Englische Tänze

[319] Englische Tänze. (Musik, Tanzkunst)

Sie werden auch Contertänze genennt von dem englischen Wort Country-dances, welches so viel bedeutet, als Tänze, die unter dem Landvolk, in den verschiedenen Provinzen, üblich sind. Diese Tänze, die vermuthlich aus England und Schottland sich in Europa verbreitet haben, sind von vielerley Arten, und können von vier, sechs, acht und noch mehr Personen zugleich getanzt werden. Deswegen wird insgemein bey den Bällen, nach dem eine Zeitlang Menueten getanzt worden, die meiste übrige Zeit damit zugebracht, weil sie mehr Personen auf einmal beschäftigen, und weil man bis ins unendliche damit abwechseln kann; denn man hat unzählige Contertänze. Sie sind von verschiedenen Bewegungen von zwey und von drey Zeiten; alle kommen darin überein, daß sie sehr lebhaft sind, und größtentheils etwas mäßig comisches haben, dadurch sie Vergnügen und Artigkeit mit einander vereinigen. Es scheinet, daß keine Nation in der Welt mehr tanzt, als die englische; denn alle Jahr werden in London neue Tänze in großer Anzahl erdacht und durch den Druk bekannt gemacht. Man [319] findet unter der Musik den Tanz selbst theils durch choregraphische Zeichen, theils sehr kurz durch Kunstwörter beschrieben.
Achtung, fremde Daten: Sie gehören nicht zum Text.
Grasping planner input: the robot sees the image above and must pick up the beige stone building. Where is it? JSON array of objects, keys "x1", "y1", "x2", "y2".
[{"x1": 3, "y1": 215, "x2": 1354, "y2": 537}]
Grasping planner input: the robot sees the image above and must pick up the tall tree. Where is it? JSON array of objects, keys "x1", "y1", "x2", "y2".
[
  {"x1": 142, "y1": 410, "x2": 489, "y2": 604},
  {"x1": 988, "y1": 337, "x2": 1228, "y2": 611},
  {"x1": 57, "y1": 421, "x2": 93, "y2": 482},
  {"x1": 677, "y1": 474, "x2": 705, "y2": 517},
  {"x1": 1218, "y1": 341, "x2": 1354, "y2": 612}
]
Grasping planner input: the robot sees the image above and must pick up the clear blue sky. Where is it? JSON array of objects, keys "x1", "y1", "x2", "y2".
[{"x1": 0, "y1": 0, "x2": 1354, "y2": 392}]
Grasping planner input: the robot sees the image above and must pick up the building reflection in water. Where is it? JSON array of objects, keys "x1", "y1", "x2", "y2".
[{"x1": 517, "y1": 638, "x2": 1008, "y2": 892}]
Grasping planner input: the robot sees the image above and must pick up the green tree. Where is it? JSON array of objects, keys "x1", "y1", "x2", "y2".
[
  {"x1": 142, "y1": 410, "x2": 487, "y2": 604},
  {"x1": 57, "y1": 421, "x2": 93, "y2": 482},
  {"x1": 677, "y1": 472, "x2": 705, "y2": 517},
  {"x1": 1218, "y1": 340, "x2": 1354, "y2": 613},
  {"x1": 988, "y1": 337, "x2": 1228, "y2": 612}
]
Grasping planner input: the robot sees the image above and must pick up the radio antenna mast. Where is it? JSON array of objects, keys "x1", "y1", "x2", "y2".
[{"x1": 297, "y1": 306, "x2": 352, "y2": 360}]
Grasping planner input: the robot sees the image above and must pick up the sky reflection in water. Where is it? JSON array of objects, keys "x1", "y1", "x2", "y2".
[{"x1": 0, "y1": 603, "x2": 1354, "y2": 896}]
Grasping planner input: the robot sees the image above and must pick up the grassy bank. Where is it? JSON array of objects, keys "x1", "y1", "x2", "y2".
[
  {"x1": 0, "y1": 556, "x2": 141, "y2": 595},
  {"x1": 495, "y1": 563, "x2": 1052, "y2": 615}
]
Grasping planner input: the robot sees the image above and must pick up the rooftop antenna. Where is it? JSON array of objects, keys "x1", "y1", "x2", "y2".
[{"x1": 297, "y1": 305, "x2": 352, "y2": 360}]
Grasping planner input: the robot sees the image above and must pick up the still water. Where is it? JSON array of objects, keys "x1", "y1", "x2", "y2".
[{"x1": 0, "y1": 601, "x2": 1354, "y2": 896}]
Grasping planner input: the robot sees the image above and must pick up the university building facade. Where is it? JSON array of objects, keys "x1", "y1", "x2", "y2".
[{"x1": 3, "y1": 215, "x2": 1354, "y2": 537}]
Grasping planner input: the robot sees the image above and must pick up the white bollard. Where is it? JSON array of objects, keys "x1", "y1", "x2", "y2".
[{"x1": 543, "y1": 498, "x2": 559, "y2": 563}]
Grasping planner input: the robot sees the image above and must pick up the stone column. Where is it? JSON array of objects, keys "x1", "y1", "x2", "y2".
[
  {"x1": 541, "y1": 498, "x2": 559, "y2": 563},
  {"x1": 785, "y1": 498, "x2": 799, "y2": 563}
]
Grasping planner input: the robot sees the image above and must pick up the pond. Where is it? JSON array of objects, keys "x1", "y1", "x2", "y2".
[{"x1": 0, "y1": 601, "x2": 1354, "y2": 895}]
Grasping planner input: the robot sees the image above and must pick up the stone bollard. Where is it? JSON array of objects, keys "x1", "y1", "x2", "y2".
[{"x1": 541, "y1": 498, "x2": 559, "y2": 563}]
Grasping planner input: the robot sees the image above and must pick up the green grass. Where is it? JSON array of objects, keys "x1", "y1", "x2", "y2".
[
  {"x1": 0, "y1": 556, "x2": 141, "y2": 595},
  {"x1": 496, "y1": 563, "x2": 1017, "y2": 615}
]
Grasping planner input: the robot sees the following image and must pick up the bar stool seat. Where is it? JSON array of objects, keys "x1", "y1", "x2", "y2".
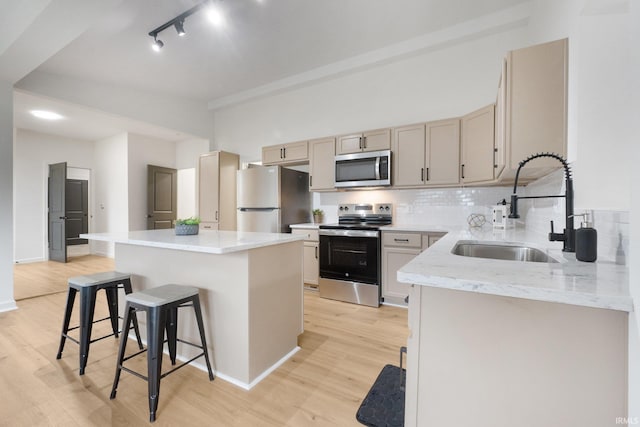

Die Musik zu den englischen Tänzen, die man in Deutschland insgemein Angloisen nennt, ist insgemein bey einer großen Einfalt sehr lebhaft, mit ungemein deutlich bemerkten Einschnitten, und hat vielfältig das besondere, daß die Cadenzen in den Aufschlag fallen.1 Diejenigen, die zu muntern Liedern Melodien setzen wollen, können die englischen Tänze zu Mustern dazu nehmen. In London kommt insgemein alle Jahr eine beträchtliche Sammlung neuer Tänze heraus. Artig ist dabey, daß die meisten Melodien zu bekannten englischen Liedern gemacht sind, so daß man bey den englischen Tänzen Poesie, Gesang und Tanz mit einander vereinigen, und die Lieder nicht blos singen, sondern auch tanzen kann, wodurch sie natürlicher Weise weit mehr Eindruk machen. Dieses ist also noch in dem alten Geschmak diese drey schönen Künste zu vereinigen.

1S. Cadenz S. 178
Quelle:
Sulzer: Allgemeine Theorie der Schönen Künste, Band 1. Leipzig 1771, S. 319-320.